Consistent with those findings, CATI as administered in the 2006 BRFSS yielded a higher prevalence estimate of the PHQ-8 depression than CAPI as administered in the 2005–2006 NHANES. Telephone interviewing may be more successful in eliciting frank responses to sensitive issues than face-to-face interviewing (Sykes and Collins 1988). Throughout history, stigmatization of people with mental illness has long been recognized as a public health issue (US Department of Health and Human Services 1999). Stigmatizing attitudes about mental illness in the general public and self-stigma and fear of rejection by others have a negative impact on people’s lives (Corrigan and Watson 2002; Link et al. 1997). The negative impact may also be reflected in their responses to the PHQ-8 items in the surveys, particularly in the face-to-face interviewing mode. Alternatively, differences in sampling frames (i.e., telephone sampling frame in BRFSS versus household sampling frame in NHANES) between the two studies may have contributed to the difference.
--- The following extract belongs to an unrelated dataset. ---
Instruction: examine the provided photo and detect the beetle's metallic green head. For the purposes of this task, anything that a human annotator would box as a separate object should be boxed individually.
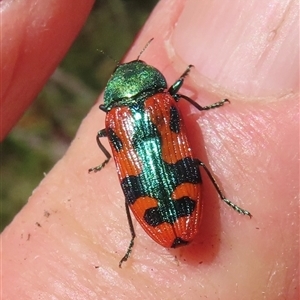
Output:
[102,60,167,111]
In sum, by comparing the prevalence estimates of the PHQ-8 depression between the BRFSS and NHANES surveys that used two different modes of questionnaire administration, we identified significant variations in the prevalence estimates of depression between the two modes. Although our results are unable to provide reasons for the actual causes of the variations in the PHQ-8 depression prevalence estimates in the US adult population between CATI and CAPI, the notable differences in the prevalence estimates between the two administration modes warrant cautions when one compares and interprets the results from these two national surveys. In recognition of stigmatization for mental illness in the general public, appropriate selection of administration modes for the PHQ-8 questionnaire needs to be scrutinized to elicit accurate information regarding depression.